Imagine this: You’re a lawyer representing one of many defendants in a new lawsuit. You receive an email from the plaintiff’s lawyers, addressed to you as well as counsel for 19 other defendants. All that’s in the email is a link to a Dropbox folder, which contains 20 sets of discovery requests (one to each defendant).

You haven’t agreed to accept service of documents by email, and this is the only copy you receive of these requests. Has the plaintiff successfully served these documents under current law, triggering your deadline to respond to them? Just as importantly, within a few years, will this qualify as effective service?

Though it’s become passé to talk about how the Internet has fundamentally changed every aspect of our lives, many industry arenas remain in the midst of this transformation, and the legal profession — notoriously resistant to change — is one of them.

Making the change even more challenging, the use of various electronic methods to serve and file various documents in lawsuits, like most innovations, is currently subject to a patchwork of federal and state law requirements, which we’ll walk through below.

Federal court rules

In federal court, Federal Rule of Civil Procedure 5(b)(2)(E) was amended in 2018 to clarify that documents can be served electronically by: (1) filing a document through the court’s electronic-filing system (ECF), which sends it to all registered users, or (2) “sending it by other electronic means that the person consented to in writing.” Fed.

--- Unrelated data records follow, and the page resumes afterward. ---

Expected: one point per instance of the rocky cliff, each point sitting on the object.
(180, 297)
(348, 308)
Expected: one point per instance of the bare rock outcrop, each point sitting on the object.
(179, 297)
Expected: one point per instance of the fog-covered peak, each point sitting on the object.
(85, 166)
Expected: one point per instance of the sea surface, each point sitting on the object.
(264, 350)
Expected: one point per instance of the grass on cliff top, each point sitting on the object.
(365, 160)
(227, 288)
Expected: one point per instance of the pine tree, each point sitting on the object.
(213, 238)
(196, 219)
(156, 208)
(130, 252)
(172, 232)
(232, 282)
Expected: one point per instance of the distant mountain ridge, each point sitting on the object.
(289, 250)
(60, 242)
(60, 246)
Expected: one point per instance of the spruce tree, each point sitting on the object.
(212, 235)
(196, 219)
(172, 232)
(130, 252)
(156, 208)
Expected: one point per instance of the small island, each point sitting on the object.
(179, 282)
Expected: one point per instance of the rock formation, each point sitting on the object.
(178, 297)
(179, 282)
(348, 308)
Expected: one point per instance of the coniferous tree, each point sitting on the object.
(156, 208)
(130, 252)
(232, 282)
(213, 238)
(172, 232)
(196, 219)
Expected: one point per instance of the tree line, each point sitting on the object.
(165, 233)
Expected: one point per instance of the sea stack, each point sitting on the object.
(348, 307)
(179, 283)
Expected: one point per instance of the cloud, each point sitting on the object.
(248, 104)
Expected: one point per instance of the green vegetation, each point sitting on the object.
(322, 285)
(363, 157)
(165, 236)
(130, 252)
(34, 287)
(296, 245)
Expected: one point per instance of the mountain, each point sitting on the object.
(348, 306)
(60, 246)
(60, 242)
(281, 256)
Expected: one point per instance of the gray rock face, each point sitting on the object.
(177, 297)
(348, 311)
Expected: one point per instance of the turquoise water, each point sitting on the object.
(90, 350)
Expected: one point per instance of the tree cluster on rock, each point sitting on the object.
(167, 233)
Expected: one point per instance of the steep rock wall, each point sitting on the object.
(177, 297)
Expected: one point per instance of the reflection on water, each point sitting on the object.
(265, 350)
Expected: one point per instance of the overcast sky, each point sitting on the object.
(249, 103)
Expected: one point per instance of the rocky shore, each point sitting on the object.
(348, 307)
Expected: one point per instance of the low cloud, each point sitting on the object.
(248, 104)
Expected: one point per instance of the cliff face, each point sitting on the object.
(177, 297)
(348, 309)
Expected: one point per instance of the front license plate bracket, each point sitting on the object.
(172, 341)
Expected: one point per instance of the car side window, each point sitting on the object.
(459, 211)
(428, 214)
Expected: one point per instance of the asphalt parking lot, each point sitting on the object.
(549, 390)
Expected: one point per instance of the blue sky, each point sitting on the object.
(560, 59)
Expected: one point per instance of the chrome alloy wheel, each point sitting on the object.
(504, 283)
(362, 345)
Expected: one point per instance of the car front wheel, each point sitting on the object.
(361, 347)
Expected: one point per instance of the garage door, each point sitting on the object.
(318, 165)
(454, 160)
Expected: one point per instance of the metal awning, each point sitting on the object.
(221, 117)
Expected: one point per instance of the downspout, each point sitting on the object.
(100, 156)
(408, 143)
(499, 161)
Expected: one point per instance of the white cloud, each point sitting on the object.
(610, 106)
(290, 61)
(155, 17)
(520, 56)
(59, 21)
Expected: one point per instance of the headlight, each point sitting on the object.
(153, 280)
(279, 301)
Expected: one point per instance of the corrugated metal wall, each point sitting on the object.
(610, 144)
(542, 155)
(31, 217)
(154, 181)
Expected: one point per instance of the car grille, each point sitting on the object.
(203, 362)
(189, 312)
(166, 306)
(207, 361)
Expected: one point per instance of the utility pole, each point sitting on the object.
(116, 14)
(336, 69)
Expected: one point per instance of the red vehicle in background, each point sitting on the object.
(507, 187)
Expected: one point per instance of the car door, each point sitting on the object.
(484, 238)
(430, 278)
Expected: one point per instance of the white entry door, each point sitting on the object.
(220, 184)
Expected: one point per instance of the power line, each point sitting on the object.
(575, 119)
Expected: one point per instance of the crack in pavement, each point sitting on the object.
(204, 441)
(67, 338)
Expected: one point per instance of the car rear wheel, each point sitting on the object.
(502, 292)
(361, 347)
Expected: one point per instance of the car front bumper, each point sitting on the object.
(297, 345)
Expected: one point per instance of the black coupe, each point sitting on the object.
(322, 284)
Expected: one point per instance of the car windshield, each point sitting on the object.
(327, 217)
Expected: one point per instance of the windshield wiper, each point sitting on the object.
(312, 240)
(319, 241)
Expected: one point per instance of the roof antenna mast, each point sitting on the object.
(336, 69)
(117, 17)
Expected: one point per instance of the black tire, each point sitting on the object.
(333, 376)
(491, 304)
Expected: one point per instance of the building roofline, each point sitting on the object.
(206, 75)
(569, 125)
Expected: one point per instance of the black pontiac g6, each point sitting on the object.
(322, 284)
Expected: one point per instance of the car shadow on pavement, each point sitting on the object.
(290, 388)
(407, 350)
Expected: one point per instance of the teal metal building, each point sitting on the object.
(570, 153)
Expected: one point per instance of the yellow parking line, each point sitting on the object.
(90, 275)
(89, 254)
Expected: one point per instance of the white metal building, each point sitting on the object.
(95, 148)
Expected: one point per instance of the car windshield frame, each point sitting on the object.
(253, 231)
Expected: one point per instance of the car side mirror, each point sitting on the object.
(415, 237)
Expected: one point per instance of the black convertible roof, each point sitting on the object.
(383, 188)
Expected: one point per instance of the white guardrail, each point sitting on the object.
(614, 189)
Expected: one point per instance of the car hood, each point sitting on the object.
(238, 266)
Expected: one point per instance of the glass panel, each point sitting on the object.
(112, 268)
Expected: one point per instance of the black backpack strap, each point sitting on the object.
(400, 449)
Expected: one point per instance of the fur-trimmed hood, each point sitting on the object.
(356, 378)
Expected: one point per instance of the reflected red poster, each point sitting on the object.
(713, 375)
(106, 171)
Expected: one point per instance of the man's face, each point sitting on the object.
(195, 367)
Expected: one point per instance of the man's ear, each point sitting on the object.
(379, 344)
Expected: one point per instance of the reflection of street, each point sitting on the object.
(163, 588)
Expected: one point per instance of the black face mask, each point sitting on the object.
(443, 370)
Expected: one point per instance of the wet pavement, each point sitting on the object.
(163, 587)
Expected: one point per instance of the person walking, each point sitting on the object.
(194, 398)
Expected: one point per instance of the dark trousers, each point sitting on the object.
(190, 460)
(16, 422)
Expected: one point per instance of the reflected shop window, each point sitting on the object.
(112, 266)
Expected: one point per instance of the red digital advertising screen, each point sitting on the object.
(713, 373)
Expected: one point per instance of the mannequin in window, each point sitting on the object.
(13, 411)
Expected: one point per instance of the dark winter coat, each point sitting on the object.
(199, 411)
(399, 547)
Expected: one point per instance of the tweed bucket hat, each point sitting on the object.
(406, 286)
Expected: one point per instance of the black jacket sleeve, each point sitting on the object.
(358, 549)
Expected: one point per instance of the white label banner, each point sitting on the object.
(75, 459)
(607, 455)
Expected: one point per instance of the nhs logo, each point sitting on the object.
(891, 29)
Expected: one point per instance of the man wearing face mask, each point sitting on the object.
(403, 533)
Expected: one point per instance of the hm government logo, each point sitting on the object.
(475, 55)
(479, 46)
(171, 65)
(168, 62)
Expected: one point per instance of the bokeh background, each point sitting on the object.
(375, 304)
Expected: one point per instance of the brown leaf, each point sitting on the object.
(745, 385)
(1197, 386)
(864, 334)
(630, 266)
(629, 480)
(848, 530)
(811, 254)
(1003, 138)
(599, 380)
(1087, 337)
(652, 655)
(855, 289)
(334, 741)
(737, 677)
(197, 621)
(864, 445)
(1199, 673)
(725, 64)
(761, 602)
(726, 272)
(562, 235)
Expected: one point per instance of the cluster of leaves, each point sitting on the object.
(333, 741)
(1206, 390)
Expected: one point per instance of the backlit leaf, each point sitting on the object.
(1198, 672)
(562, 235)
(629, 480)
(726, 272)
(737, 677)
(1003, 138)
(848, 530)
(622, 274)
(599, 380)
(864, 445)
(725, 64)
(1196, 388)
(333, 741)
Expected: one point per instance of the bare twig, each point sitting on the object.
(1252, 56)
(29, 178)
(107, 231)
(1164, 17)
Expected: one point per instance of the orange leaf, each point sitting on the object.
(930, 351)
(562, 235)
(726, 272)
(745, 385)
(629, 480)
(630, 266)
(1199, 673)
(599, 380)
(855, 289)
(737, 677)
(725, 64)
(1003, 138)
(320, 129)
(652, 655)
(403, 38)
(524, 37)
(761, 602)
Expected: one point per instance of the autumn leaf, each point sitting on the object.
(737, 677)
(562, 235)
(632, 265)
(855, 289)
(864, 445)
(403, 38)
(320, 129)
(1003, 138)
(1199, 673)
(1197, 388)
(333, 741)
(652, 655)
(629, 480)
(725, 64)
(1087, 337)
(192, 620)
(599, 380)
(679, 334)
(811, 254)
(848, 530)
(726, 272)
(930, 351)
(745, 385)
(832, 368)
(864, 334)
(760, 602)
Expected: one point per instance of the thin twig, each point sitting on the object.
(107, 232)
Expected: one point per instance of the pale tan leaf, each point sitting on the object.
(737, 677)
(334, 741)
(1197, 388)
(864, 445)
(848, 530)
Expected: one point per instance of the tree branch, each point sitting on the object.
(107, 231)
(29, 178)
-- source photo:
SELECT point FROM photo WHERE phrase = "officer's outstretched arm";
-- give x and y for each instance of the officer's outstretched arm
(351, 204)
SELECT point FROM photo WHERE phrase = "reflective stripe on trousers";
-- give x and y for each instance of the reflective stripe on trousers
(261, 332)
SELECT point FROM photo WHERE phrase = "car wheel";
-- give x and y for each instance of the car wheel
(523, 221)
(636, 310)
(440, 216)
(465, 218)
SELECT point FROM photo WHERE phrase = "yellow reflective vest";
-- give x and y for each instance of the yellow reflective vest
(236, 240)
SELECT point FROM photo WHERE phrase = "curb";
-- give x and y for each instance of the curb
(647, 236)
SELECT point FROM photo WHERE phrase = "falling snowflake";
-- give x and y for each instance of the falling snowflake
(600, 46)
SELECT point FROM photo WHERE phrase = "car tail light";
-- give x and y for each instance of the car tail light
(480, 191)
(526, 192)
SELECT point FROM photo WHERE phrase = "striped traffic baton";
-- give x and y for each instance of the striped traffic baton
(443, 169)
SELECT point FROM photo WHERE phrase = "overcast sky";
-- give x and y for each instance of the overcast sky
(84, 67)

R. Civ. P. 5(b)(2)(E). “Other electronic means” is broader than just email, presumably encompassing Dropbox, Hightail and other file-sharing services used to send discovery requests, assuming of course that the recipient provided the required written consent.

“But what if I only consented to service by email?” you may ask. “Are these other means automatically included?” Under the federal rules, the answer appears to be “no.” The text of the rule implies that the “other electronic means” need to be “consented to in writing,” and the comments to the rule clarify that this consent “can be limited to service at a prescribed address or in a specified form, and may be limited by other conditions.” Thus, despite the fact that many file-sharing methods technically use email, specific consent to each method is likely required if challenged. Furthermore, the consent must be expressed and cannot be implied from past conduct, whether in that case or prior cases between the same parties or attorneys.

State court rules

Unsurprisingly, state court rules vary with regard to service by email. Some of the largest states have adopted provisions that are very similar to the federal rules. In California, for example, electronic service must be either court-ordered or accepted by express consent. Electronic service is defined broadly as “service of a document, on a party or other person, by either electronic transmission or electronic notification,” without specifically referencing emails. Similarly, in New York’s Supreme Court, electronic service can only be made upon parties who have consented to it. Electronic service is broadly defined as “any method of transmission of information between computers or other machines, other than facsimile machines, designed for the purpose of sending and receiving such transmissions, and which allows the recipient to reproduce the information transmitted in a tangible medium of expression.”

By contrast, certain states, like Florida, have made service by email mandatory for “all documents required or permitted to be served on another party.” Because email service is mandatory, Florida state law also requires certain formatting for emails. For example, Florida requires .pdf attachments of documents and that subject lines must contain the words “SERVICE OF COURT DOCUMENT” (in all-capitals) along with the case number of the proceedings. Additionally, the body of the email must identify the court in which the proceeding is pending, the case number, the name of the initial party on each side, the title of each document served with that email, and the name and telephone number of the person required to serve the document.

Some other states, like Texas, allow service by email (without prior consent) but do not require it. Still others, like Tennessee, allow service by email but require contemporaneous notification by mail, fax, or hand delivery that the document was sent electronically.

Confused yet? As time goes on, state laws on these issues may become more uniform, but if history is any guide … I wouldn’t hold my breath. For lawyers that practice in multiple states, a good practice tip is to always consult local counsel regarding the requirements for methods of service in that jurisdiction.

Where are we headed from here on electronic methods of service? The one thing we can say with certainty is that soon, every state and federal court is likely to have both electronic filing and some type of rule on service by electronic methods. Lawyers must stay current as the law in this area develops, in the jurisdictions in which they practice and, when in doubt, should insist that each document be served via a non-electronic method as well, to be on the safe side.